Big Gay – the putative opinion-makers encompassing organizations like the Human Rights Campaign, cultural figures like George Takei, and openly gay politicians like Sen. Tammy Baldwin (D-Wisc.) – has for decades shown a reflexive aversion to conservatives and Republicans. “Benefit of the doubt” and “finding common ground” are not in their toolkit concerning those who lean right.

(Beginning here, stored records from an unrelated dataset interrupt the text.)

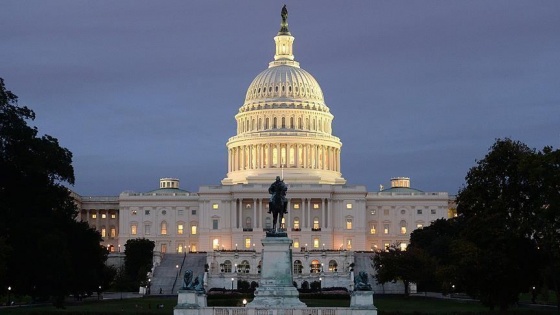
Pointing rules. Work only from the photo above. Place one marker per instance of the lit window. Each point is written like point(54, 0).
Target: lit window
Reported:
point(296, 223)
point(403, 227)
point(316, 223)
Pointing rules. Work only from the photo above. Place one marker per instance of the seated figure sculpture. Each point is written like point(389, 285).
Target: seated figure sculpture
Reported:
point(361, 282)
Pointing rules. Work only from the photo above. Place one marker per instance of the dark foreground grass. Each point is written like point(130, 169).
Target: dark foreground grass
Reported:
point(386, 305)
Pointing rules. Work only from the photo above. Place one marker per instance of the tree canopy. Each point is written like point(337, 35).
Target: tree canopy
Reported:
point(44, 250)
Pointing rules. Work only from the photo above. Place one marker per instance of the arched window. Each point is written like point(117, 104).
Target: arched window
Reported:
point(296, 224)
point(403, 227)
point(298, 267)
point(227, 266)
point(315, 266)
point(333, 266)
point(244, 267)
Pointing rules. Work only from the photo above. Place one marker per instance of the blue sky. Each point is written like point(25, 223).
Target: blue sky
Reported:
point(139, 90)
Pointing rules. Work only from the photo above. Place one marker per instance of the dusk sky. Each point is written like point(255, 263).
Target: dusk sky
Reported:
point(140, 90)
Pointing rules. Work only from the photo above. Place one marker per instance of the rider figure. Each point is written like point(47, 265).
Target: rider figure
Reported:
point(278, 187)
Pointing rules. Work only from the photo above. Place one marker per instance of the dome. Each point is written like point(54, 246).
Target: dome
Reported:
point(284, 82)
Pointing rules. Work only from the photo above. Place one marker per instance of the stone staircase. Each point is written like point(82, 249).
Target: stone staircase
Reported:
point(167, 278)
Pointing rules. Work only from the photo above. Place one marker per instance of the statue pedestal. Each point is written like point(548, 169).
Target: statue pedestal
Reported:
point(276, 289)
point(190, 299)
point(361, 302)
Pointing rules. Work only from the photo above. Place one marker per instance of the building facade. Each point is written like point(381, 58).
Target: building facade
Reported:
point(284, 128)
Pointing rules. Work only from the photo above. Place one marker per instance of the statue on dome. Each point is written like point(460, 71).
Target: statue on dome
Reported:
point(284, 24)
point(278, 202)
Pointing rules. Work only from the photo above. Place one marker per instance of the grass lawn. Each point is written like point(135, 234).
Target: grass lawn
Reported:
point(386, 305)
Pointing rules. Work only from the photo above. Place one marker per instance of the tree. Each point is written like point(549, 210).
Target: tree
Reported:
point(45, 249)
point(498, 205)
point(394, 265)
point(138, 260)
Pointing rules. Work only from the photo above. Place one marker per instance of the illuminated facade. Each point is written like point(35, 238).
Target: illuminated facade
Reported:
point(284, 128)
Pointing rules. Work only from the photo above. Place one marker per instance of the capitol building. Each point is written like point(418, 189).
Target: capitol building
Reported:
point(284, 128)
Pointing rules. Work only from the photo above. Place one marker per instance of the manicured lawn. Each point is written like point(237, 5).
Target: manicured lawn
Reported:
point(386, 305)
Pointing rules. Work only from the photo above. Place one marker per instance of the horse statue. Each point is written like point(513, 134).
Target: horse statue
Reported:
point(278, 203)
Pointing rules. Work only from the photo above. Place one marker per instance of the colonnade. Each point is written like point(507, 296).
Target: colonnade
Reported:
point(288, 155)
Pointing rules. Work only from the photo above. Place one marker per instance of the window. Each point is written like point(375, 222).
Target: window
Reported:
point(215, 244)
point(227, 266)
point(298, 267)
point(180, 229)
point(315, 266)
point(316, 223)
point(333, 266)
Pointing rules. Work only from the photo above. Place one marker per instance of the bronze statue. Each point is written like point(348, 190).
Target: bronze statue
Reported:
point(278, 202)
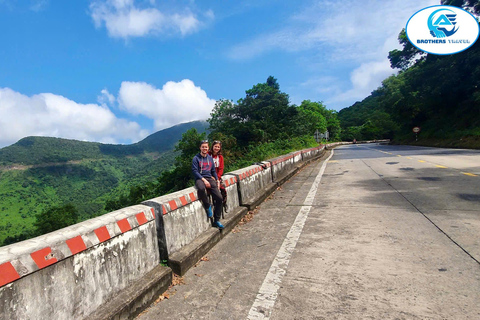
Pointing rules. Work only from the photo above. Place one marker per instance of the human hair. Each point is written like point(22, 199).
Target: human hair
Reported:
point(202, 142)
point(215, 143)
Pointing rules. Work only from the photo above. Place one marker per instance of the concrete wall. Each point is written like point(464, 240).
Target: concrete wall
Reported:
point(82, 270)
point(69, 273)
point(181, 217)
point(254, 182)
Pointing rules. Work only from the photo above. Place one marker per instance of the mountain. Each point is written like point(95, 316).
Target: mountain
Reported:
point(41, 172)
point(46, 150)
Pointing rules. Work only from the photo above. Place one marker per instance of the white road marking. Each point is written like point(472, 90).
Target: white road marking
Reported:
point(263, 305)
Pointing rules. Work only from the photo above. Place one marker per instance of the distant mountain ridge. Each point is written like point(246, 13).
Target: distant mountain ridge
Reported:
point(36, 150)
point(37, 173)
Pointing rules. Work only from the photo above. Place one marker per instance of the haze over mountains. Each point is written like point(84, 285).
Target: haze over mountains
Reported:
point(41, 172)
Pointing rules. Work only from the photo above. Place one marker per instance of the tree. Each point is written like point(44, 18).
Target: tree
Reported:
point(405, 58)
point(55, 218)
point(263, 115)
point(310, 118)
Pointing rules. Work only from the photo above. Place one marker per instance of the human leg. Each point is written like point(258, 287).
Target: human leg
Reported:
point(202, 194)
point(217, 199)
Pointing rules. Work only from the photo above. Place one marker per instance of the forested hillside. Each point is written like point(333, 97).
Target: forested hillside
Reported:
point(262, 125)
point(40, 173)
point(439, 94)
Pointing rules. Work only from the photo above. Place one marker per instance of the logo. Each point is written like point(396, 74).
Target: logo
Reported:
point(442, 30)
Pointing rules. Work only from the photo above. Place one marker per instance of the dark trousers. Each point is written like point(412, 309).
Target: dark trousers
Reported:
point(216, 195)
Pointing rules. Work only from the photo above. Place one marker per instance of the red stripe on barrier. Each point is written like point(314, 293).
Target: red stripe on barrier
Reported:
point(141, 218)
point(76, 244)
point(124, 225)
point(183, 200)
point(173, 205)
point(153, 212)
point(7, 273)
point(102, 234)
point(43, 257)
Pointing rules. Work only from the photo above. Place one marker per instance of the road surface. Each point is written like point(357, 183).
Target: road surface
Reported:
point(372, 232)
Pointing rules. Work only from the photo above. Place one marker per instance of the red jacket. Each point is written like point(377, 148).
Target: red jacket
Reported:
point(218, 160)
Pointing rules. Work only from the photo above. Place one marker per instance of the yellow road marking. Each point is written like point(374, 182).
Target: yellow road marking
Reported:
point(469, 174)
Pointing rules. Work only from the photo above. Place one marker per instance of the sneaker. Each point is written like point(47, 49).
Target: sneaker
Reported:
point(209, 212)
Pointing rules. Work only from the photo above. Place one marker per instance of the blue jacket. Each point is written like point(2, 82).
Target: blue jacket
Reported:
point(203, 167)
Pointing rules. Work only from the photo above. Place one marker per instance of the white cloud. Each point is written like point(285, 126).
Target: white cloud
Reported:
point(353, 38)
point(106, 98)
point(364, 80)
point(125, 19)
point(175, 103)
point(47, 114)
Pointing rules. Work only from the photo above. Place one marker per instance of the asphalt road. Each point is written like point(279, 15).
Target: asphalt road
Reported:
point(375, 232)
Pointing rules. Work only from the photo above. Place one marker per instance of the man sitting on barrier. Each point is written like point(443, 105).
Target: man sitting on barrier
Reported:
point(206, 177)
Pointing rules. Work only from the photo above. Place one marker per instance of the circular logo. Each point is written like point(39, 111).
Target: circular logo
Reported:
point(442, 30)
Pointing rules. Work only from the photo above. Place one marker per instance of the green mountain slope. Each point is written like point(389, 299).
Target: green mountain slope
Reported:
point(39, 172)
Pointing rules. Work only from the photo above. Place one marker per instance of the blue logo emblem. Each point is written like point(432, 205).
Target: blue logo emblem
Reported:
point(442, 23)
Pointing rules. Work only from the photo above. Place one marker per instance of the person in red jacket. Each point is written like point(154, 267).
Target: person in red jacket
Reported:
point(216, 153)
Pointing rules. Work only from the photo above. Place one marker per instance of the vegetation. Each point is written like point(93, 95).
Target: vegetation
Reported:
point(47, 183)
point(260, 126)
point(439, 94)
point(87, 177)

Trump’s initial signals, however, offer more promise to LGBT Americans than those of any previous Republican party leader:

  • In his speech at the Republican National Convention (RNC), Trump made history with a promise to “do everything in my power to protect our LGBT citizens” from attacks like the one at an Orlando gay nightclub six weeks earlier. And, beaming at a Colorado rally 10 days before the election, he showcased a rainbow flagemblazoned with “LGBTs for TRUMP.”
  • Many of Trump’s advisers and appointees would be unthinkable in previous, less tolerant GOP administrations. For example, Secretary of State-designate Rex Tillerson was said to be instrumental in changing the Boys Scouts’ exclusionary policies when he headed that organization. And openly gay businessman Peter Thiel spoke at the RNC and serves on Trump’s transition team.
  • Even on a hot-button issue like transgender bathroom access, Trump has shown inclusive instincts – inviting Caitlyn Jenner to use any bathroom in his buildings that she wanted – which she did.
  • Trump has indicated no plans to roll back gay marriage, saying it’s no longer a legally contested issue.
  • At a time when transition team members have publicly questioned Obama Administration policies regarding women’s rights and climate change, no similar challenges have targeted the administration’s pro-gay steps. In fact, when conservative Christian leader Tony Perkins proposed that “LGBTQ activists… be ferreted out and will be replaced by conservatives,” a Trump spokesman said the president-elect “campaigned on a message of unity in order to bring all Americans together…. that discrimination of any kind will be condoned or tolerated in a Trump administration is simply absurd.”

Certainly, the Trump Administration will not be as gay-friendly as one led by Hillary Clinton. But what do you expect? LGBT Americans were firmly in the Democrat camp, whereas only 14 percent of the gay electorate voted for Trump. Since Evangelical Christians actually were a major part of the Republican coalition, the fact this administration is addressing gay concerns at all is heartening.